The public perception of the carrier company also matters in terms of brand recognition and quality assurance. Competitors can also access these records and can take pre-emptive action in the market.

How to improve the CSA score?

There are several ways that a carrier company can improve their CSA scores. If you want to improve your CSA score, you must start following all safety and security protocols from the start and must adhere to all procedures and guidelines laid out by the FMCSA.

With the implementation of the ELD (Electronic Logging Device) mandate for non-compliant vehicles, regular inspections, records upkeep, fuel reporting, taxes, accidents and crash records, and monitoring of all vehicles is mandatory.

The main focus of the FMCSA and the ELD mandate is to ensure that all transport carriers protect the safety of all employees, passengers, and the driving public. The CSA scores cover all the companies that manufacture commercial vehicles and also the businesses that use these vehicles.

Let us look at some ways that companies can improve their CSA scores.
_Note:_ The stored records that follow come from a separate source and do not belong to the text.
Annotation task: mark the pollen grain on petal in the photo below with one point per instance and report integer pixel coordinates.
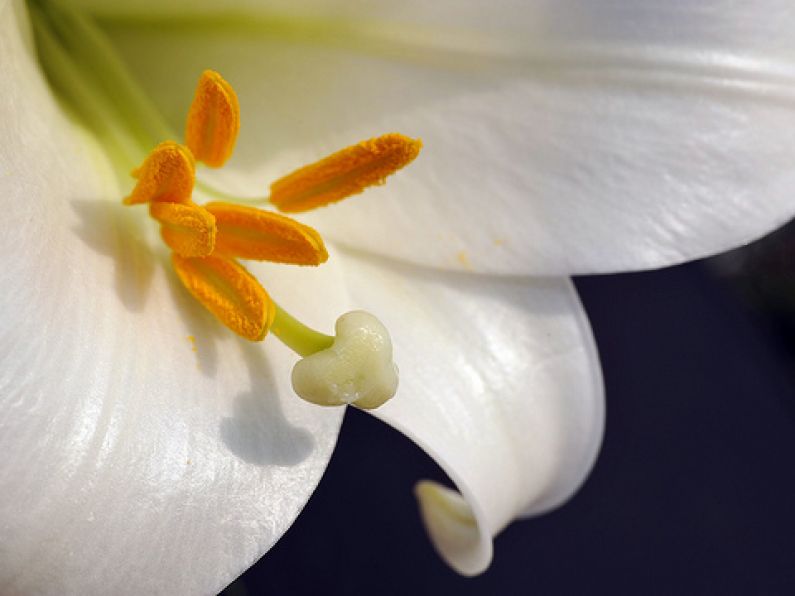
(213, 120)
(344, 173)
(228, 291)
(250, 233)
(188, 229)
(167, 174)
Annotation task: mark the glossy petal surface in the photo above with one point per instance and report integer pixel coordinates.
(499, 383)
(145, 448)
(560, 137)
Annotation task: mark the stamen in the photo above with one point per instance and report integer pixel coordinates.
(344, 173)
(228, 291)
(250, 233)
(213, 120)
(187, 228)
(167, 174)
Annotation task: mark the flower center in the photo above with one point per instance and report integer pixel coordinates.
(206, 241)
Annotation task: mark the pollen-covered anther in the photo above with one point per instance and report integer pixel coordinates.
(229, 292)
(344, 173)
(167, 174)
(188, 229)
(213, 120)
(250, 233)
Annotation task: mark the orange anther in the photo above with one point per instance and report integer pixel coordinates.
(230, 292)
(250, 233)
(187, 228)
(344, 173)
(213, 120)
(167, 174)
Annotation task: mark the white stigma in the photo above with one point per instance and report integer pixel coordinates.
(357, 369)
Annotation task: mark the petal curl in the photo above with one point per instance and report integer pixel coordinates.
(560, 137)
(500, 384)
(134, 459)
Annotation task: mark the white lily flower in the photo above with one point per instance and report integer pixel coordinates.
(557, 128)
(561, 137)
(146, 449)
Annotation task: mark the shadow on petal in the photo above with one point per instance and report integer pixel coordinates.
(258, 433)
(107, 229)
(200, 325)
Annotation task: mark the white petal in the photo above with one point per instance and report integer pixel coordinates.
(499, 383)
(134, 460)
(560, 137)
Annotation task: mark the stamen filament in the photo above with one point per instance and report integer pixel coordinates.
(301, 339)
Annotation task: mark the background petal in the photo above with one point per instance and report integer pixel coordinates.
(560, 137)
(499, 382)
(145, 449)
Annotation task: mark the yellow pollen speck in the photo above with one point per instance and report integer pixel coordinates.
(167, 174)
(230, 292)
(250, 233)
(213, 120)
(344, 173)
(189, 230)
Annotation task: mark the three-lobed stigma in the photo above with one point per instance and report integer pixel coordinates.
(207, 240)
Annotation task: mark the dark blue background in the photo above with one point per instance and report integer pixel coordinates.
(693, 491)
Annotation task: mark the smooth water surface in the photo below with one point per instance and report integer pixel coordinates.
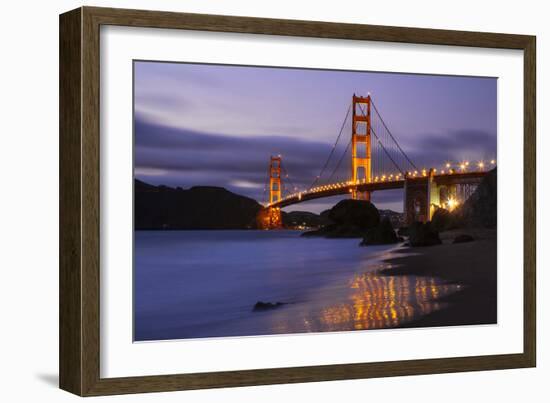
(191, 284)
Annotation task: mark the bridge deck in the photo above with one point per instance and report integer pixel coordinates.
(343, 188)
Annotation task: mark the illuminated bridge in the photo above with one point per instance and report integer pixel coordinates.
(377, 163)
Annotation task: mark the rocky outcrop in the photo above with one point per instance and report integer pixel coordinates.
(348, 219)
(382, 234)
(421, 234)
(443, 220)
(296, 219)
(200, 207)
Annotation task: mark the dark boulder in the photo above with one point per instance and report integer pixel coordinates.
(421, 234)
(463, 238)
(382, 234)
(360, 213)
(443, 220)
(264, 306)
(403, 231)
(348, 219)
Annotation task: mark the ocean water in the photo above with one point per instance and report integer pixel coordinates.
(194, 284)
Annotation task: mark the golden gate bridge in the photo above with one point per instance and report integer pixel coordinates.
(377, 163)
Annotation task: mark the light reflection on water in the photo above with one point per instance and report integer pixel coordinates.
(199, 284)
(372, 301)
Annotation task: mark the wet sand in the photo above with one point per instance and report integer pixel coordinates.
(472, 264)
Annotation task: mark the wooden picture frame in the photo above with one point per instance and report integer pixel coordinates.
(79, 348)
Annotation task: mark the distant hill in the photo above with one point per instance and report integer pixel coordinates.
(200, 207)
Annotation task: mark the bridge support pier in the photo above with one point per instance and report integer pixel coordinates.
(269, 218)
(422, 198)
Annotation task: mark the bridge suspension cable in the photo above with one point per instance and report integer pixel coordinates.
(333, 148)
(391, 135)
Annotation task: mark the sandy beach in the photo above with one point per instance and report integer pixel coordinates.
(472, 264)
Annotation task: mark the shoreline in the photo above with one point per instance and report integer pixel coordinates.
(472, 265)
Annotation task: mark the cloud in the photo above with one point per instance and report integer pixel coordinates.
(186, 158)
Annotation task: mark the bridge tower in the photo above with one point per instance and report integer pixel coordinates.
(271, 217)
(275, 179)
(361, 134)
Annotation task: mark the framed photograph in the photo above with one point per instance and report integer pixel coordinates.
(249, 201)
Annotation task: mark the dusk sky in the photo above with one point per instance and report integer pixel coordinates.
(218, 125)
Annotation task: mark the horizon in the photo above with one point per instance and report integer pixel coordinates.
(218, 125)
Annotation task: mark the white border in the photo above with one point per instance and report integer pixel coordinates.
(121, 357)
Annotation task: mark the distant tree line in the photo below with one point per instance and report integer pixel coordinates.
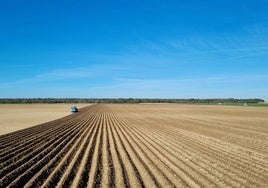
(127, 100)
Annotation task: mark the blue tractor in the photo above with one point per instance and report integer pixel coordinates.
(74, 109)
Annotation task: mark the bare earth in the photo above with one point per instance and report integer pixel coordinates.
(14, 117)
(141, 145)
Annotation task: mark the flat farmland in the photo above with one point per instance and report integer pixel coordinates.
(141, 145)
(14, 117)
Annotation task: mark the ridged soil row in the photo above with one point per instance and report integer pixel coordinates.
(190, 146)
(212, 175)
(147, 178)
(160, 175)
(21, 170)
(227, 147)
(182, 170)
(31, 142)
(131, 176)
(20, 165)
(118, 172)
(36, 131)
(56, 175)
(57, 162)
(35, 145)
(23, 174)
(221, 130)
(234, 154)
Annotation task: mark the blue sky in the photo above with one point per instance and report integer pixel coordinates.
(148, 49)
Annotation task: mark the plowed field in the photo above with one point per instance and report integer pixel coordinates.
(141, 146)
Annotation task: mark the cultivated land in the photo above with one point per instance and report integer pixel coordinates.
(14, 117)
(141, 145)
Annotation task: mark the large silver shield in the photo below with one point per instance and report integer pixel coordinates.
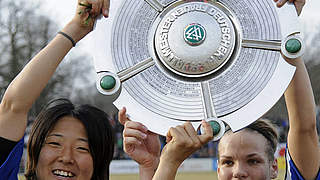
(176, 61)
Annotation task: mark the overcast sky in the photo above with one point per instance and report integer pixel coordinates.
(63, 10)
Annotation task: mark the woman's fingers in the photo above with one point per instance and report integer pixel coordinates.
(208, 133)
(122, 117)
(136, 130)
(96, 6)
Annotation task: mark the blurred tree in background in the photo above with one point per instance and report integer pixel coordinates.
(23, 33)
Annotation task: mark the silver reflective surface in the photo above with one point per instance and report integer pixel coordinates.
(240, 89)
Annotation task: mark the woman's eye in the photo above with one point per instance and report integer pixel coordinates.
(54, 143)
(253, 161)
(227, 162)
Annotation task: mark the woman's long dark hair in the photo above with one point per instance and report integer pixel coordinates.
(98, 127)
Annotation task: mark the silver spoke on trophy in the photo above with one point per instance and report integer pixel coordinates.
(217, 125)
(291, 46)
(136, 69)
(155, 5)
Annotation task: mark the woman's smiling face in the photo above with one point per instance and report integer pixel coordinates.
(242, 155)
(65, 153)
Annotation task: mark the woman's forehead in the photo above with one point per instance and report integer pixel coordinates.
(243, 141)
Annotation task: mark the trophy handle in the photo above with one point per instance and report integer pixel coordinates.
(218, 128)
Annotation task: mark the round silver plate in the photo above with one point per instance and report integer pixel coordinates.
(198, 66)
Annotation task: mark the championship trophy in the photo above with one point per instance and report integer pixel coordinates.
(171, 61)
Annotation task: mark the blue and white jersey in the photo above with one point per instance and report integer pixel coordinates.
(292, 171)
(10, 168)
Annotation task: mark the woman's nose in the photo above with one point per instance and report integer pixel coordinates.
(239, 171)
(66, 156)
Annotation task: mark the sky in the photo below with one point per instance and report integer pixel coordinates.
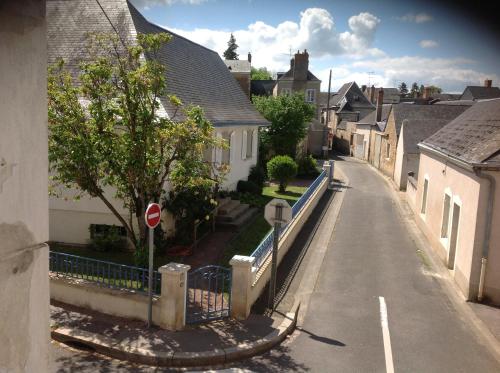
(384, 42)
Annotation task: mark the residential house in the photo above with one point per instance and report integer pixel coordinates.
(195, 74)
(24, 222)
(395, 152)
(241, 70)
(299, 79)
(480, 92)
(391, 95)
(349, 104)
(456, 198)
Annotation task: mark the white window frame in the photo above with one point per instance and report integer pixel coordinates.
(425, 196)
(445, 218)
(311, 92)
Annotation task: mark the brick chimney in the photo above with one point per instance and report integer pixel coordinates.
(427, 93)
(380, 102)
(301, 65)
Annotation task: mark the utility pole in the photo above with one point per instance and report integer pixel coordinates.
(326, 128)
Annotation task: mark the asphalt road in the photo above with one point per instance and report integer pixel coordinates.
(371, 255)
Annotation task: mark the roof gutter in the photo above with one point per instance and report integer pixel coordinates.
(487, 229)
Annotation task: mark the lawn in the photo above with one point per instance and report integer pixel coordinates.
(246, 241)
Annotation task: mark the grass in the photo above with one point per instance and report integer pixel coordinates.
(291, 194)
(245, 242)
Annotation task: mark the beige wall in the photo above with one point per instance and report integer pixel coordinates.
(470, 192)
(24, 286)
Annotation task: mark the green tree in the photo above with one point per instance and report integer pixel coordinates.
(283, 169)
(403, 88)
(414, 92)
(230, 52)
(260, 74)
(106, 131)
(289, 115)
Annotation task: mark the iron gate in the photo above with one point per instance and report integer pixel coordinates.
(208, 294)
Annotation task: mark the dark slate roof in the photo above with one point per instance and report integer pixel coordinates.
(195, 74)
(262, 87)
(372, 117)
(289, 76)
(352, 94)
(424, 118)
(473, 137)
(480, 93)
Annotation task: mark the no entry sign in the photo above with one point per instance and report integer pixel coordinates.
(153, 215)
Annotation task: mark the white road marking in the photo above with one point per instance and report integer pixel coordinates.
(389, 365)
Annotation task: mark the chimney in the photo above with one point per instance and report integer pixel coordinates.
(427, 93)
(380, 101)
(301, 65)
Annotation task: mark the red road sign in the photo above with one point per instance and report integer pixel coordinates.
(153, 215)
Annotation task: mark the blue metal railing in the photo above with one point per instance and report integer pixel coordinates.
(265, 246)
(108, 274)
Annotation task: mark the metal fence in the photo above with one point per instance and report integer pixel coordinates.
(265, 246)
(108, 274)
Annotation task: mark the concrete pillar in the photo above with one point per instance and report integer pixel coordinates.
(241, 285)
(173, 296)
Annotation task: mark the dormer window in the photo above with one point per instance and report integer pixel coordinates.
(310, 95)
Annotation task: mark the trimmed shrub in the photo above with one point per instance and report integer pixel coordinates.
(257, 175)
(283, 169)
(248, 187)
(307, 167)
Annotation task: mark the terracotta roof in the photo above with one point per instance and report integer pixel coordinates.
(195, 74)
(473, 137)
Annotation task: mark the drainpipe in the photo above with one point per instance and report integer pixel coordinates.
(487, 233)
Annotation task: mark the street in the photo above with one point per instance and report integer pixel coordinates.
(376, 303)
(371, 255)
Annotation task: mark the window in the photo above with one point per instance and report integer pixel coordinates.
(250, 144)
(446, 216)
(424, 196)
(310, 95)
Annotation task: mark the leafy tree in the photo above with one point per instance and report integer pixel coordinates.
(282, 168)
(414, 89)
(106, 131)
(403, 89)
(260, 74)
(289, 115)
(230, 52)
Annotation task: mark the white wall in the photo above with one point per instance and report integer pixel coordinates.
(24, 283)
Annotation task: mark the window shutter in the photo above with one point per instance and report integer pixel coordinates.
(244, 145)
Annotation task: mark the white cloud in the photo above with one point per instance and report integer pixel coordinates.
(417, 18)
(148, 3)
(271, 45)
(452, 74)
(428, 44)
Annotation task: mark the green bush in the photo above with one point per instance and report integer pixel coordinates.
(257, 175)
(307, 168)
(283, 169)
(106, 238)
(248, 187)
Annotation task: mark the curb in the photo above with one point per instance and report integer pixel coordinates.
(123, 351)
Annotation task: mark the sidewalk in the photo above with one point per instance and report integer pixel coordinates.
(201, 345)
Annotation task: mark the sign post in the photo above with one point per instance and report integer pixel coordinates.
(277, 212)
(152, 218)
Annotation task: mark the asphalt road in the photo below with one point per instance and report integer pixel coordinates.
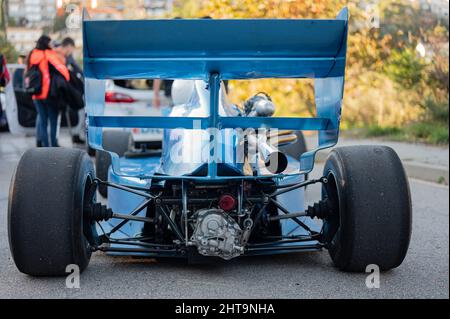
(424, 273)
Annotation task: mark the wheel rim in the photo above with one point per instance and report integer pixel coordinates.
(332, 222)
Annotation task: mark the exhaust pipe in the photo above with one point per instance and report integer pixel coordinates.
(274, 160)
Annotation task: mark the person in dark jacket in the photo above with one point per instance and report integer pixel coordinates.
(4, 78)
(46, 59)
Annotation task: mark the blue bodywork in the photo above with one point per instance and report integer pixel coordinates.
(212, 51)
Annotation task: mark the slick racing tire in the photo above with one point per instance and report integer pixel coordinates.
(114, 141)
(371, 218)
(46, 228)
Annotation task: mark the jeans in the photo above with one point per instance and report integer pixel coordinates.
(47, 112)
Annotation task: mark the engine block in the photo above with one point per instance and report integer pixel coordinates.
(217, 234)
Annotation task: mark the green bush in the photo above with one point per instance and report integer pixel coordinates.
(426, 132)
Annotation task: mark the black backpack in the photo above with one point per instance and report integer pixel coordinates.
(33, 80)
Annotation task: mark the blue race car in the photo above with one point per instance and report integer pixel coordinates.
(229, 181)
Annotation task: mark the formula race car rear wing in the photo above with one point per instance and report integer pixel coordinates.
(215, 50)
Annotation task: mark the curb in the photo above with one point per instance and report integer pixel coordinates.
(426, 172)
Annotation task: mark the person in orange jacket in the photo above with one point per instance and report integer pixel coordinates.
(45, 58)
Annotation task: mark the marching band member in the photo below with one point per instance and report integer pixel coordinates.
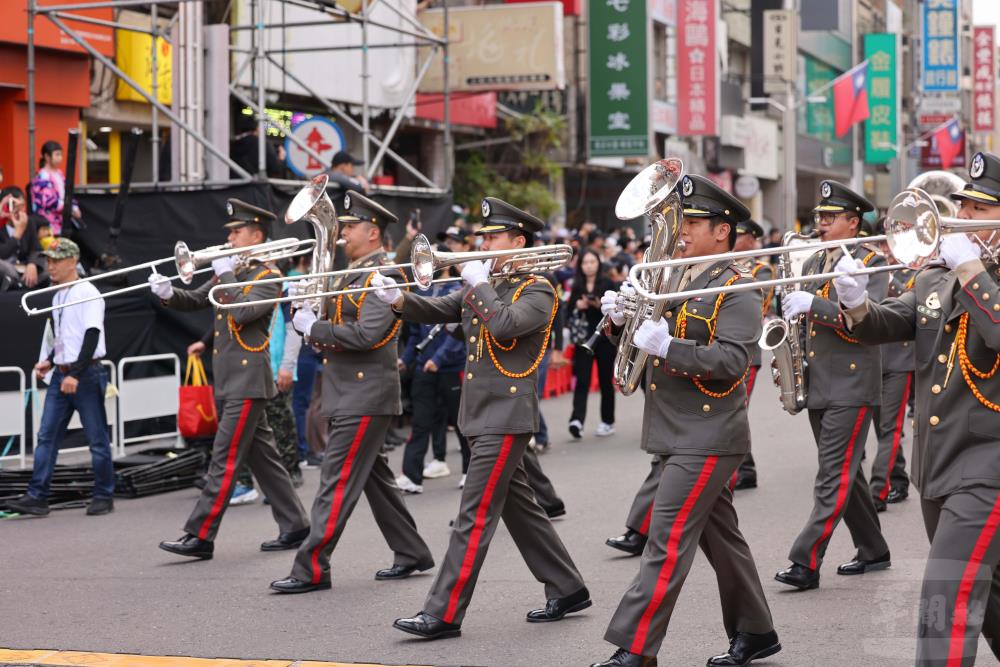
(952, 315)
(507, 322)
(695, 419)
(241, 361)
(361, 396)
(844, 384)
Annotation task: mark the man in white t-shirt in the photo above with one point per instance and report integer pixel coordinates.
(71, 351)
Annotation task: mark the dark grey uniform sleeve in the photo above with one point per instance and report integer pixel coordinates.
(530, 313)
(432, 309)
(373, 325)
(727, 357)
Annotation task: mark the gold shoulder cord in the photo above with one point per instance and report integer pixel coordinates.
(825, 293)
(338, 316)
(491, 341)
(680, 330)
(234, 329)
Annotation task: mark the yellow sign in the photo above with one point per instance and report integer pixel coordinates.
(133, 55)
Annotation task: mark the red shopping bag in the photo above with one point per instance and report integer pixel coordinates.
(196, 416)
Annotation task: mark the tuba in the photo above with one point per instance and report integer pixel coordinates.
(313, 205)
(652, 193)
(783, 338)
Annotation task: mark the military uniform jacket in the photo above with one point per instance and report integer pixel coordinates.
(696, 396)
(955, 433)
(241, 351)
(898, 357)
(359, 347)
(840, 372)
(507, 323)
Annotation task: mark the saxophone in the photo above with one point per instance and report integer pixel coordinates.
(783, 338)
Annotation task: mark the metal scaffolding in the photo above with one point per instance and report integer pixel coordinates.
(186, 124)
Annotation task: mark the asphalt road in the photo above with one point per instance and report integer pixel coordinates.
(100, 583)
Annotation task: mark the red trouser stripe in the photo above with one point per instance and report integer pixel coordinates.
(842, 489)
(670, 560)
(897, 435)
(472, 548)
(227, 479)
(338, 497)
(961, 616)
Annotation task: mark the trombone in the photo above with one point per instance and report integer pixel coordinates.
(424, 262)
(188, 264)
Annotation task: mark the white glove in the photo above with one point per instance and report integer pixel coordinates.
(160, 286)
(851, 290)
(387, 290)
(795, 304)
(223, 264)
(653, 337)
(475, 273)
(610, 307)
(303, 320)
(958, 249)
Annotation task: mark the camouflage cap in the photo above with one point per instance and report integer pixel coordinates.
(61, 248)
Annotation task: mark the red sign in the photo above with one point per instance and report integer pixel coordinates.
(983, 78)
(697, 68)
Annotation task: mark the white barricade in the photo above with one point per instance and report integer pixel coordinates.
(12, 407)
(38, 389)
(145, 398)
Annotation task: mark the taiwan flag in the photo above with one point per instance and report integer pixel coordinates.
(850, 98)
(949, 142)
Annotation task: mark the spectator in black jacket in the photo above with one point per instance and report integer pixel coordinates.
(21, 261)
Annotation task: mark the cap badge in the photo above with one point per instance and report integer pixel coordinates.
(687, 186)
(978, 166)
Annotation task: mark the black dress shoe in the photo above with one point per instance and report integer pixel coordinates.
(400, 571)
(799, 576)
(99, 506)
(745, 647)
(631, 542)
(286, 541)
(859, 566)
(623, 658)
(191, 546)
(897, 496)
(293, 585)
(556, 608)
(29, 505)
(427, 626)
(557, 511)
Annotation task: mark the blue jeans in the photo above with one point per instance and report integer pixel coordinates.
(308, 368)
(542, 436)
(88, 401)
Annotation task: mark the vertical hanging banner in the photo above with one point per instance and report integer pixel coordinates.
(697, 68)
(983, 78)
(881, 137)
(940, 60)
(619, 81)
  • Communicate with employees: Provide adequate information to all employees within the organization about CSA scores and their importance. Conduct training sessions for drivers, Human Resource personnel, dispatchers, fleet managers, maintenance staff, top executives, and so on. These people help spread the word and follow guidelines and protocols set for the CSA score. Each person contributes to effectively reduce the CSA scores in an actionable and time bound manner.
  • Make safety a priority: Management of the company, all vehicles, maintenance, personnel, and on-road safety should be implemented and followed at all times. The behavior, attitude, and outlook of all employees towards safety should be of prime concern. Violations of these laws and subsequent action taken should also be communicated to all employees.
  • Accurately record all data: Identify issues that have resulted in high CSA scores, and actively pursue data correction. Identify the areas that need immediate attention. Prioritize the aspects that need to be worked upon to help lower the CSA scores and allow for transparent and truthful record keeping. You should also ensure that all registration data and licensing are updated.
  • Training: Conduct bi-annual and annual training sessions for all drivers with regards to the BASICs of unsafe driving, crash history, driver fatigue, and Hours of Service (HOS). Violations of these three categories usually amount to driving the CSA score higher than any of the others. Since drivers are the backbone of the carrier industry, particular emphasis should be paid to their retraining and safety guidelines.

Implement specific countermeasures: If any of the records collected indicate that they have crossed the prescribed limits, you should set actionable countermeasures for corrective behavior and record-keeping. The violations against the company will decrease with strict countermeasures.